工学部建築学科を2002年に卒業した非常勤講師の山下貴成さんがこのほど、山梨県河口湖町の「河口湖とらのこ保育園」で、日本建築学会作品選集新人賞を受賞しました。同賞は、建築的に高い水準を有する作品を紹介する日本建築学会の「建築雑誌増刊作品選集」に掲載された作品の中から、40歳未満の筆頭設計者に対して贈られるものです。山下さんは同作品で、各国の若手建築家が初めて手掛けた作品の中から特に優秀なものが選ばれる「Bauwelt Award 2019:First Works」も受賞しています。
「河口湖とらのこ保育園」は、富士山を見晴らす河口湖町で、三方を高齢者施設に囲まれた環境に建てられています。屋根には大きな曲線を持つ「LVL湾曲垂木」を構造用合板で挟んだサンドウィッチ構造を取り入れて軽やかさを演出しているほか、壁材にも木材がふんだんに使われており、子どもたちの思い出に残るアクセントとして絵本作家のミロコマチコさんの絵を壁の一部に配しています。また園内は、子どもたちが外遊びを楽しめるよう大きなひさしに覆われた広場の周りに、保育室やランチルーム、ラウンジなどを設置。「大きな木の下に皆が集う空間」というコンセプトのもと、保育室とランチルームは仕切りのない大きな空間としつつ、屋根の高さに変化を与えることで子どもたちがその時の気分に応じて過ごせるスペースも設ける工夫を取り入れています。またラウンジや広場は高齢者施設の利用者や職員らも出入りできるようになっており、地域の核をなす憩いの場としての役割も担っています。

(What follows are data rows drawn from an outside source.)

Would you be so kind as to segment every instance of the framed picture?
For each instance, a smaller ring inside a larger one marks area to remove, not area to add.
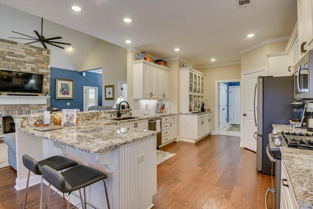
[[[74,81],[55,79],[55,99],[73,99]]]
[[[104,91],[106,93],[105,99],[107,100],[114,100],[114,85],[105,86]]]

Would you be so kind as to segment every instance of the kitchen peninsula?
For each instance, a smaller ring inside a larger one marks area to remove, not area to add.
[[[111,208],[152,207],[156,192],[156,133],[117,126],[118,121],[112,119],[116,114],[117,111],[79,113],[76,126],[46,132],[33,129],[34,123],[42,121],[42,114],[15,116],[16,188],[25,187],[27,171],[22,162],[23,154],[37,161],[62,155],[107,174]],[[41,177],[31,176],[30,185],[38,184]],[[89,204],[106,208],[101,182],[88,186],[86,192]],[[70,202],[75,205],[79,201],[72,195]]]

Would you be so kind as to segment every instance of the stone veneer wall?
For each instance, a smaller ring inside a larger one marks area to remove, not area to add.
[[[50,90],[50,50],[48,49],[0,39],[1,70],[43,74],[43,90]],[[0,92],[1,95],[10,93]],[[50,99],[48,99],[46,105],[49,105]],[[39,109],[45,107],[45,106],[36,104],[0,105],[0,140],[3,137],[1,136],[3,133],[2,116],[36,113],[38,112]]]

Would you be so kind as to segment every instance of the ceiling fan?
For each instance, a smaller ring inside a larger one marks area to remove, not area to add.
[[[61,37],[60,36],[58,36],[57,37],[49,38],[48,39],[46,39],[45,38],[45,36],[43,35],[43,18],[42,18],[41,19],[41,35],[40,35],[39,33],[38,33],[36,30],[34,30],[34,32],[35,32],[35,33],[36,33],[36,35],[37,35],[37,36],[38,37],[38,38],[34,38],[33,37],[27,36],[27,35],[22,34],[22,33],[18,33],[17,32],[15,32],[15,31],[11,31],[11,32],[13,32],[13,33],[17,33],[18,34],[22,35],[23,36],[27,36],[29,38],[31,38],[31,39],[26,39],[24,38],[17,38],[17,37],[9,37],[9,38],[11,39],[24,39],[24,40],[35,41],[34,42],[29,42],[29,43],[25,44],[24,45],[27,45],[28,44],[33,44],[36,42],[40,42],[41,43],[41,44],[43,45],[45,48],[48,48],[47,47],[47,46],[45,45],[45,44],[49,44],[50,45],[58,47],[59,48],[63,48],[63,49],[64,48],[64,47],[62,47],[60,46],[57,45],[55,44],[64,44],[65,45],[70,45],[70,46],[71,45],[70,44],[68,44],[68,43],[63,43],[63,42],[58,42],[52,41],[52,40],[55,40],[56,39],[62,39],[62,37]]]

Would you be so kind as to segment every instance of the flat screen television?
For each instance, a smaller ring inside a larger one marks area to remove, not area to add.
[[[43,83],[41,74],[0,70],[0,92],[42,93]]]

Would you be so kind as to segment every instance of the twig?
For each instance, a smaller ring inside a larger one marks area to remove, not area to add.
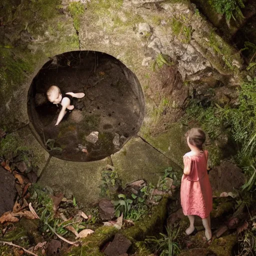
[[[60,238],[60,239],[61,239],[62,240],[67,242],[68,244],[78,244],[79,242],[72,242],[72,241],[70,241],[69,240],[67,240],[66,239],[64,238],[63,238],[62,236],[60,236],[59,234],[58,234],[56,232],[55,230],[52,228],[50,225],[49,224],[48,224],[48,223],[46,223],[46,222],[44,222],[44,224],[46,224],[48,227],[49,227],[49,228]]]
[[[94,73],[96,74],[96,52],[94,52]]]
[[[25,249],[25,248],[24,248],[23,247],[22,247],[21,246],[17,246],[17,244],[12,244],[12,242],[6,242],[5,241],[0,241],[0,244],[2,244],[4,245],[8,244],[8,246],[13,246],[14,247],[20,248],[25,252],[26,252],[28,254],[30,254],[31,255],[34,255],[34,256],[38,256],[38,255],[37,254],[35,254],[34,252],[30,252],[30,250],[27,250]]]
[[[80,223],[80,222],[81,222],[79,221],[79,220],[78,220],[76,222],[71,222],[70,223],[68,223],[68,224],[66,224],[65,225],[64,225],[63,226],[62,226],[62,228],[65,228],[67,226],[69,226],[70,225],[72,225],[73,224],[76,224],[76,223]]]

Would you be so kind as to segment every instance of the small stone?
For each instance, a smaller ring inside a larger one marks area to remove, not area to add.
[[[47,102],[47,98],[44,94],[36,94],[34,96],[36,106],[40,106]]]
[[[96,144],[98,140],[98,132],[92,132],[88,136],[86,137],[86,142]]]
[[[142,66],[150,66],[150,61],[152,60],[152,57],[147,57],[144,58],[142,61]]]
[[[123,144],[124,142],[126,140],[126,138],[127,138],[126,136],[124,136],[124,135],[122,135],[121,136],[120,136],[120,138],[119,140],[120,143],[121,144]]]
[[[114,216],[114,208],[110,200],[102,199],[98,203],[100,216],[102,220],[110,220]]]
[[[30,172],[28,174],[28,178],[32,183],[36,183],[38,180],[38,176],[34,172]]]
[[[116,148],[120,148],[120,136],[118,134],[114,134],[114,138],[113,139],[112,142],[114,146],[114,147]]]
[[[0,216],[6,212],[12,210],[14,206],[16,190],[15,178],[2,167],[0,167]],[[20,191],[22,194],[22,188]]]
[[[174,182],[174,180],[172,178],[164,178],[164,180],[166,181],[166,186],[168,189],[171,190],[172,186]]]
[[[150,26],[147,23],[139,23],[138,34],[139,36],[147,36],[150,33]]]
[[[122,234],[116,234],[113,242],[110,242],[104,251],[108,256],[120,256],[126,253],[132,242]]]
[[[146,182],[143,180],[136,180],[130,184],[128,184],[127,186],[130,186],[132,188],[134,188],[134,190],[140,191],[140,189],[146,186]]]
[[[28,167],[24,161],[17,162],[17,164],[15,164],[15,166],[21,172],[24,172],[28,170]]]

山下さんは受賞を受けて、「私にとっては独立の契機になった作品であり、一生懸命やった成果を評価していただけたことはうれしい限りです。東海大の建築学科には私が在籍した当時、1学年に約200名の学生がおり、日々の課題では常に『他にはないアイデア』の提案を求められているようで、切磋琢磨する環境がありました。また、指導教員だった吉松秀樹教授はもちろん、外部の先生方も含めて活躍されている方の指導を受けられたことがよかったと感じています」と振り返りました。また、今後の活動については、「これまでもクライアントの要望を聞き、空間全体のストーリーを重視しながら、それに応えることを大切にしてきました。今後もその基本方針を大切にしながら、文化の違う海外の施設も手掛けたいと思っています。また人々の生活の根源とも言える住宅も手掛けたい」と話しています。